If you knew how I drove then that would only be good if I was stuck between cars, cuz I usually speed up to the next bunch of cars and sqirm my way in and out of them to the next batch of cars


----------



## OPIUM (Aug 18, 2002)

Or you could use a gear speed calculator and figure out at what RPM in each gear how fast you are going. I drove with a lil chart in my old sentra like that cause I didn't have a speedo. I only did it for 5th gear but I had it in 500rpm incriments. Worked pretty well. It was cool when it said 7000rpm+ = 155mph


----------



## adave (Feb 9, 2004)

just put up post it notes on the common speeds


----------



## SkylineR33gts (May 24, 2004)

that will probably be what i do anyways


----------



## GTES-t (Jan 2, 2004)

Here's a place that has a fascia available:

http://www.importsolutions.co.uk/SF/SF_make.asp

They're based out of England.

They also have a Speed Control Unit for the R33 which changes the signal from KPH to MPH so that's all that the speedometer reads.
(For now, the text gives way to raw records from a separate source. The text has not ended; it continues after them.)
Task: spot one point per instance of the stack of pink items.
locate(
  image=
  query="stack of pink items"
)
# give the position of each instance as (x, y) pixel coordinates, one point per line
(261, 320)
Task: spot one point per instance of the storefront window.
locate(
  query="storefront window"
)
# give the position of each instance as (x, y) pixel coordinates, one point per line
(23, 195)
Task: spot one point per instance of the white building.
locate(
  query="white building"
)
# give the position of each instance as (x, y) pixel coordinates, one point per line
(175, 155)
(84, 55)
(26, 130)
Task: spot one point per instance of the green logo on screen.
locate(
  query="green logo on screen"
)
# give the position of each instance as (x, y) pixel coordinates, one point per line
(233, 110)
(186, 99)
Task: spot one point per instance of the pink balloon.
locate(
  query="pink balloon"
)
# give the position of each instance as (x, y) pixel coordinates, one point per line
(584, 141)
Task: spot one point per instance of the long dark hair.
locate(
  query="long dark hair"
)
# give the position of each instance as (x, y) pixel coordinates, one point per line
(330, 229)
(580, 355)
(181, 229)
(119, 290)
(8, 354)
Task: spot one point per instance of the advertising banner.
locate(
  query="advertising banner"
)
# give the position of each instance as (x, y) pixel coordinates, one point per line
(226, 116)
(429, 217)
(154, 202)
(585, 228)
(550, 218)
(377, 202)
But I would not recommend that because your ECU, hicas controller, etc gets the altered signal which screws up how and when those items are going to perform.


----------



## gumby (May 25, 2004)

easiest way to do it man, to go from KPH to miles, is to take your KPH x 6, then drop the last digit.
100kph x 6 = 600, drop the last digit = roughly 60 mph. 30kph x 6 is 180, or 18mph. its not 100% accurate, but i've never been pulled over :thumbup:


----------



## asleepz (Feb 24, 2004)

hmm if I have a top speed of 144 MPH at 6000RPM in 5th gear in my ole 300ZX that means if I can get it to do 12000RPM I can go 288MPH..


----------